More than two years after receiving treatment with Yescarta (axicabtagene ciloleucel), 51% of non-Hodgkin’s lymphoma patients included in the ZUMA-1 Phase 1/2 clinical trial are still alive, and 39% are still responding to the CAR T-cell therapy, a follow-up analysis shows.
The findings continue to demonstrate the benefits of Kite Pharma‘s Yescarta in B-cell lymphoma patients who received at least two prior therapies — for whom it is approved in the U.S. and Europe — a population that lives only a median of 6.6 months with other available therapies.
The updated ZUMA-1 (NCT02348216) results were presented recently during the American Society of Hematology (ASH) 2018 Meeting, in San Diego, in a poster titled, “2-Year Follow-up and High-Risk Subset Analysis of Zuma-1, the Pivotal Study of Axicabtagene Ciloleucel (Axi-Cel) in Patients with Refractory Large B Cell Lymphoma.” They were simultaneously published in The Lancet Oncology journal.
Like most CAR T-cell therapies, Yescarta uses a patient’s own immune T-cells, which are collected and genetically modified in a lab to produce a chimeric antigen receptor, or CAR. The receptor targets CD19, a protein found at the surface of most leukemia and lymphoma cells, priming T-cells to seek out and destroy these cells.
Yescarta was the second CAR T-cell product to be approved anywhere in the world, and is indicated in the U.S. since October 2017 for diffuse large B-cell lymphoma (DLBCL), primary mediastinal large B-cell lymphoma (PMBCL), high-grade B-cell lymphoma, and transformed follicular lymphoma.
The approval was based on ZUMA-1 results, which showed high response rates after a single infusion of Yescarta. Of the 101 patients treated with CAR T-cell product, 72% responded to therapy and 51% were in complete remission after a median follow-up of 7.9 months.

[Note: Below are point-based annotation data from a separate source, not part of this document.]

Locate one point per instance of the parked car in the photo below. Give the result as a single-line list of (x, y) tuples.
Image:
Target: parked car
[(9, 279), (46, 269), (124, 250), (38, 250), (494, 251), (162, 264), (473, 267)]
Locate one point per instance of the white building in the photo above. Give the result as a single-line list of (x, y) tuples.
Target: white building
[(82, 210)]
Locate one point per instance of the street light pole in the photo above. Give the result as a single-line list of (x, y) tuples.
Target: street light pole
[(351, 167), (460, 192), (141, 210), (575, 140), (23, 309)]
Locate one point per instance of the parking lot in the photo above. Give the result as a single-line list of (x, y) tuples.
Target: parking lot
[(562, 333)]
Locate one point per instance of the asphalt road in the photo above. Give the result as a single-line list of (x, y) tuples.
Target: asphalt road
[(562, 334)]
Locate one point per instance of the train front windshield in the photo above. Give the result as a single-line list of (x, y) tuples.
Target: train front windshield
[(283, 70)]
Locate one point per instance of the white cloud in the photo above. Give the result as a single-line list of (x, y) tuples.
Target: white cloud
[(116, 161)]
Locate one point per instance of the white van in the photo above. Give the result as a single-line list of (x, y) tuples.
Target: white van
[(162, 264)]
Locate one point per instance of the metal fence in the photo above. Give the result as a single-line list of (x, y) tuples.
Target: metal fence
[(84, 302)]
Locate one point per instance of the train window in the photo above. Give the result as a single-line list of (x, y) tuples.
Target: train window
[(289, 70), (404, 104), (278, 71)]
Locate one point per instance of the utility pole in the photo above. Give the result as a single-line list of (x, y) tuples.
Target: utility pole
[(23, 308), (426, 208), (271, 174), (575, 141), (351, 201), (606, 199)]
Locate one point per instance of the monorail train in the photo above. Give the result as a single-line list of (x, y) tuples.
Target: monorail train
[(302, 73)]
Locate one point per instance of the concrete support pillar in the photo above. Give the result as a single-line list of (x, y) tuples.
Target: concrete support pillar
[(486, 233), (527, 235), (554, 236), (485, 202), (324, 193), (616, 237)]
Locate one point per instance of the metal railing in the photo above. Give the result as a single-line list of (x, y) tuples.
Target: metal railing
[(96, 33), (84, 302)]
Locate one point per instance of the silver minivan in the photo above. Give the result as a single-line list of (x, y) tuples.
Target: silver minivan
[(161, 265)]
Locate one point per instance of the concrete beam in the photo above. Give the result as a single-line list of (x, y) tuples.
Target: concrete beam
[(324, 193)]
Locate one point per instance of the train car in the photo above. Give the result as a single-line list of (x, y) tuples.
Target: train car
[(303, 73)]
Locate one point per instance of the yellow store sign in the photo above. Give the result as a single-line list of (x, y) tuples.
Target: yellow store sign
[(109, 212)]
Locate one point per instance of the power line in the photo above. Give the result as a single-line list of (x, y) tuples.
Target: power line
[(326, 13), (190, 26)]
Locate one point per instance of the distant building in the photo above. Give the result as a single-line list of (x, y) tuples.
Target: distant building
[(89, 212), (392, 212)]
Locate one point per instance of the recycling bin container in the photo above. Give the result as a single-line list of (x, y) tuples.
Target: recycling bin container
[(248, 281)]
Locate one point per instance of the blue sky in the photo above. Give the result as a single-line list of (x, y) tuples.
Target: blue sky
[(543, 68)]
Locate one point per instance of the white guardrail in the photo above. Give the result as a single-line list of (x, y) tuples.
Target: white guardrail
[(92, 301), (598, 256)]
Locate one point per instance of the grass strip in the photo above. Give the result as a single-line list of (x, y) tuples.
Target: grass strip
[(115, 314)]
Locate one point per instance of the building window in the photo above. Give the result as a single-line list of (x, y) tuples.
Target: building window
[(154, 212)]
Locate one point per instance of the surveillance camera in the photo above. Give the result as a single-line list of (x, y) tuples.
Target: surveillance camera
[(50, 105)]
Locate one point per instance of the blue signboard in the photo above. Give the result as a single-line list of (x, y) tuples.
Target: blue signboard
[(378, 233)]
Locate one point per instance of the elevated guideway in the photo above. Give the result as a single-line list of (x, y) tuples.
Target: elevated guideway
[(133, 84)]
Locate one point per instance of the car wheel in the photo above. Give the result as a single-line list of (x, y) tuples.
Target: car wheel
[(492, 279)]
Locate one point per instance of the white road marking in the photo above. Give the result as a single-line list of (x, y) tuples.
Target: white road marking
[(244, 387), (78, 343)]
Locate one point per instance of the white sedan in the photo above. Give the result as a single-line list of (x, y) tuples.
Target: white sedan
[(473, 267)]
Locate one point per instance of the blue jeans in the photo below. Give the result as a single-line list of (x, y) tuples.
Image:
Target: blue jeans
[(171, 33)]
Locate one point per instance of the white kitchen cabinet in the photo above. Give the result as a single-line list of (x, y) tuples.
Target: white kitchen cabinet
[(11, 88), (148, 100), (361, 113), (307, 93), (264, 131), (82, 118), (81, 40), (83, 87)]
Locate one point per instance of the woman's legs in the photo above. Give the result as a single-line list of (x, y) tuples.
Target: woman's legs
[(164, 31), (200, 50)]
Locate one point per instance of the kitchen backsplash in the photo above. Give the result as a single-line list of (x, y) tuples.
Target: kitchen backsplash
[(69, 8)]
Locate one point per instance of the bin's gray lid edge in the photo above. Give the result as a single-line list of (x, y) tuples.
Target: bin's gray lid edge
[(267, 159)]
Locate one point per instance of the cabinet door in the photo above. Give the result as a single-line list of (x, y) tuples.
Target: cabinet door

A recent analysis, conducted after a median of 27.1 months, shows that more patients responded to the treatment after the initial analysis, with 83% of patients experiencing a reduction in tumor burden, and 58% achieving a complete response.
Overall, responses lasted a median of 11.1 months, but at the time of the analysis 39% of patients — including 37% with complete response — had ongoing responses.
Patients in ZUMA-1 lived a median of 5.9 months without their disease worsening. However, 72% of patients who had achieved a complete response at three months lived past the two-year mark without signs of disease progression.
To date, more than half the patients are still alive, and researchers estimate the two-year overall survival at 50.5%.
Safety was largely similar to that of prior Yescarta reports, researchers said. All patients experienced some sort of adverse side effect, and most (98%) were severe or worse.
Cytokine release syndrome (CRS), a severe systemic immune reaction that causes high fever and flu-like symptoms and is often life-threatening, was experienced by 11% of patients in the study, but no new cases were reported since the one-year follow-up analysis. Yescarta also caused severe neurological events in one-third of participants.
Researchers also examined CAR T-cell persistence and B-cell recovery — because Yescarta also targets healthy B-cells — in patients with an ongoing response. At two years. 66% of patients still had CAR gene-marked cells, and 75% had measurable B-cells in their blood.
“This two-year assessment demonstrates that axi-cel [Yescarta] can induce durable remissions in a substantial proportion of patients with an acceptable long-term safety profile,” Sattva Neelapu, MD, said in a press release. Neelapu is professor of lymphoma and myeloma at The University of Texas MD Anderson Cancer Center, who co-led the study. “There also is evidence of gradual B-cell recovery in most patients with refractory large B-cell lymphoma who otherwise have limited treatment options.”
A subsequent assessment of patients who were treated with Yescarta at 17 academic centers across the U.S. showed that response rates in the “real-world” closely match those seen in ZUMA-1’s first analysis.
The study included 274 patients, half of whom would not be eligible to enter ZUMA-1. But after a median follow-up of four months, 81% of patients responded to Yescarta, and 58% had no traces of cancer.
The findings also were presented at the ASH 2018 Meeting, in a poster titled “Axicabtagene Ciloleucel (Axi-cel) CD19 Chimeric Antigen Receptor (CAR) T-Cell Therapy for Relapsed/Refractory Large B-Cell Lymphoma: Real World Experience.”
“Although limited by a relatively short follow up, [four-month] responses in the real-world setting are comparable to the best responses observed in the pivotal ZUMA-1 clinical trial,” said senior author Loretta Nastoupil, MD, assistant professor of lymphoma and myeloma. “Importantly, safety appears comparable to the ZUMA-1 trial despite nearly half of patients failing to meet ZUMA-1 eligibility criteria.”